Even now, I want her.

I lean back in the chair, my hand sliding down the front of my trousers. My breath comes heavier as I stroke slowly, eyes locked on the screen.

She runs her fingers over her arm. The gesture shouldn’t be erotic, but it is: a woman bound, unaware of the eyes on her, touching herself in that absent way that makes me imagine what her fingers would feel like somewhere else.

I let out a low groan, stroking harder, my pulse thick in my ears.

She moves across the bed, gathering the sheets up around her like she’s building a shield, tucking herself against the pillows. The motion pushes her breasts higher under the fabric, dampness darkening the blouse where it presses against her.
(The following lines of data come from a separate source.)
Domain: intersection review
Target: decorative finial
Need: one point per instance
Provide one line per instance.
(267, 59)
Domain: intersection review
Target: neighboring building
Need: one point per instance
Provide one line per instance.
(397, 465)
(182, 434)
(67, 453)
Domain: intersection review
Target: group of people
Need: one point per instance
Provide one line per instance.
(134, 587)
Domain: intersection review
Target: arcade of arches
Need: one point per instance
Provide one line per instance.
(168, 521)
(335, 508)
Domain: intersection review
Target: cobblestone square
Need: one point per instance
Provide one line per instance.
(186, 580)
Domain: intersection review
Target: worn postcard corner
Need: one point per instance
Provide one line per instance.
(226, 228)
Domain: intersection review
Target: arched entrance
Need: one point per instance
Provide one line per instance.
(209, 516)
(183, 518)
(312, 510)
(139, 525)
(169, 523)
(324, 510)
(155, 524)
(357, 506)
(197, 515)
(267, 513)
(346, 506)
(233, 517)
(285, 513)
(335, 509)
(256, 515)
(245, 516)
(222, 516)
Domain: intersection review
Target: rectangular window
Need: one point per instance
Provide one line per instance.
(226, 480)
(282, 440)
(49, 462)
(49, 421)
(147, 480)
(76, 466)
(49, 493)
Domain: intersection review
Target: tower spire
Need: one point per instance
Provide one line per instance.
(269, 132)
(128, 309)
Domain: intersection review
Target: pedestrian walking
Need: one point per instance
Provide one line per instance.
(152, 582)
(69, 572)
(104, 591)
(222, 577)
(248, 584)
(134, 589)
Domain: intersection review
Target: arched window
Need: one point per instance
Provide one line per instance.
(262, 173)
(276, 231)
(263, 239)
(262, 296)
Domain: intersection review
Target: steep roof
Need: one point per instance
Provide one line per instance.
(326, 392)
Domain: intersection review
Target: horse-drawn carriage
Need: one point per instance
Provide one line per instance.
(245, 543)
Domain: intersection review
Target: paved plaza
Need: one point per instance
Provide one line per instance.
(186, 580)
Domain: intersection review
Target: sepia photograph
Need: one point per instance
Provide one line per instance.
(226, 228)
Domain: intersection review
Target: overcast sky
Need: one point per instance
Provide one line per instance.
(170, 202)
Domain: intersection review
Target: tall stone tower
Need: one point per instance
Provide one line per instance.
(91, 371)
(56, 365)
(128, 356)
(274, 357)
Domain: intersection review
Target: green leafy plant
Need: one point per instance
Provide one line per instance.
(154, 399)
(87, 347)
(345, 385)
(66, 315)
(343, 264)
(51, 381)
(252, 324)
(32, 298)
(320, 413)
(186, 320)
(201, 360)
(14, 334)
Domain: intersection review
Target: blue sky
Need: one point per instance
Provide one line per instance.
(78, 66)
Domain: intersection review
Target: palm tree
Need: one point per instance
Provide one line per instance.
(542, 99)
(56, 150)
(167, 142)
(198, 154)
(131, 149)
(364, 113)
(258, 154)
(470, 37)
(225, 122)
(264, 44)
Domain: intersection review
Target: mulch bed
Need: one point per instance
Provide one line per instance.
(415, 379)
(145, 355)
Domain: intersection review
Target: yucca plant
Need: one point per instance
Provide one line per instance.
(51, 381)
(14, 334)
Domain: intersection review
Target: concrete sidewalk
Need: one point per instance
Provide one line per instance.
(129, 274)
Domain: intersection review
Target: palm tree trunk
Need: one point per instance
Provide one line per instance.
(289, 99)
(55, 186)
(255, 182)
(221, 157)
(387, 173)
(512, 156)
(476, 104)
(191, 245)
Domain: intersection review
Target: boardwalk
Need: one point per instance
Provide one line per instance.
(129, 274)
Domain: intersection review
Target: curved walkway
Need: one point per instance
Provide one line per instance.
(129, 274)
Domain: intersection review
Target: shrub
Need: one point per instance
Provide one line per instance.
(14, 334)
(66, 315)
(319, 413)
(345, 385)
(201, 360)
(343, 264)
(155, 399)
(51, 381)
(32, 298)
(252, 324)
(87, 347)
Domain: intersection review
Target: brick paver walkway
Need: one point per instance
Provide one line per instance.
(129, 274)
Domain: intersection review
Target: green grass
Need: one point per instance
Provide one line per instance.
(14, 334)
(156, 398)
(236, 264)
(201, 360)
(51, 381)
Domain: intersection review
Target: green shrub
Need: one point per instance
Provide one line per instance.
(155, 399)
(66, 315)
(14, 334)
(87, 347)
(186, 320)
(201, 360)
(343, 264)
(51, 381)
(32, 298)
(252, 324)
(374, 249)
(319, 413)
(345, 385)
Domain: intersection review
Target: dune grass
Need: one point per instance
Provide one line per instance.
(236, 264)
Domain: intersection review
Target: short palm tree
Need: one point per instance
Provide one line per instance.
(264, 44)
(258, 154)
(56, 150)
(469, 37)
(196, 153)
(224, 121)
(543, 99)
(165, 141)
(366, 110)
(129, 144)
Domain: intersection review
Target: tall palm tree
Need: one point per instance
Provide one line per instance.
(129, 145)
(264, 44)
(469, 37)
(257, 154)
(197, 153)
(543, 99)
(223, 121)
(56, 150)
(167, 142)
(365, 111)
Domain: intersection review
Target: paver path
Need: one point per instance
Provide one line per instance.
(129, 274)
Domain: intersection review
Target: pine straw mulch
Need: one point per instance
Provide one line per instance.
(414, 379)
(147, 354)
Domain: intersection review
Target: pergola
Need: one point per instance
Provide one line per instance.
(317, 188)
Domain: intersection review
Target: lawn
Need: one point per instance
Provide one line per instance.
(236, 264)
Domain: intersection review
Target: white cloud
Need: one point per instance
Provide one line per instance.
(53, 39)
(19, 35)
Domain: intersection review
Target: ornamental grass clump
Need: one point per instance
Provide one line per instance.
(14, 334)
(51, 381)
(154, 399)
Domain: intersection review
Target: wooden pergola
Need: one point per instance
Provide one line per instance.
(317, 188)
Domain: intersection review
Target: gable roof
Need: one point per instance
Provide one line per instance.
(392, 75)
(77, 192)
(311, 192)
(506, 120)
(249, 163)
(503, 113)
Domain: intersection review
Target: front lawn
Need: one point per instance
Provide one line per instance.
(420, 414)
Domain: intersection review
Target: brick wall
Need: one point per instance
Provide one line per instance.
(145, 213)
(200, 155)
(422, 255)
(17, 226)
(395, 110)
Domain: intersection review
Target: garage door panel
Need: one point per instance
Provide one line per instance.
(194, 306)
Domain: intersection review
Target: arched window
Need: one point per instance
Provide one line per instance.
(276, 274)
My jaw clenches, pleasure sharp and hot at the base of my spine.

She doesn’t cry. She doesn’t look broken. She stares at the ceiling, lips parted, her chest rising fast. She looks alive, restless, unbroken despite the chain that holds her.

It makes me ache. It makes me furious.

My strokes turn harder, sharper, as I imagine being in that room, tearing the damp fabric from her skin, pinning her wrists higher than the cuff already does.

I imagine the heat of her thighs, the sound of her breath when I press into her, the moment her defiance would finally collapse into something else entirely.

I close my eyes for a moment, letting the picture drown me: her hair spread wet across my pillow, her voice low and sharp, then breaking, then begging.

When I open them again, she’s still on the screen, still beautiful, still untouchable except for this.

The orgasm rips through me sudden and violent, spilling into my hand as I growl her name under my breath.

I sag back against the chair, chest heaving, the monitors still glowing with her image.

Even now, even after release, I can’t look away.

Killing her would be clean. Final. Watching her like this, wanting her like this, I know the truth: killing her isn’t what I want. Not yet.

I want to own her. Body. Secrets. Soul.

I wipe my hand clean with a handkerchief from my pocket, tossing it carelessly onto the desk. My chest still rises sharply, breath refusing to settle, but my eyes never leave the screen.

She shifts again on the bed, restless. Her knees draw up slightly, the blouse riding higher until a strip of bare thigh gleams against the sheets. She doesn’t even notice, or maybe she does and doesn’t care. Either way, it feeds the fire already coiled tight inside me.

I light a cigarette, dragging smoke deep into my lungs. The ritual steadies me, but only barely. Each exhale fogs the glow of the monitors, curling into the air like the thoughts I can’t burn away.

She has me caught between two hungers: one for truth, one for her body. Both are tangled now, impossible to separate.

I should be strategizing, hunting her co-conspirators, planning the cleanup of the convoy disaster. Instead, I sit here in the dark, watching her breathe, watching her shift under the weight of chains that make her mine, whether she knows it yet or not.

Dimitri’s warning echoes faintly in my head: “She’s in your thoughts too much.” He’s right, but it doesn’t matter. She got inside, and now I can’t cut her out.

On the screen, she closes her eyes, lips parting as if in a sigh. My cigarette burns lower, ash dropping soundless into the tray.

I whisper into the smoke, into the silence of the room, words meant only for me.

“You’ll break for me. Eventually.”

The thought fills me with something dangerous, something even a bullet couldn’t erase.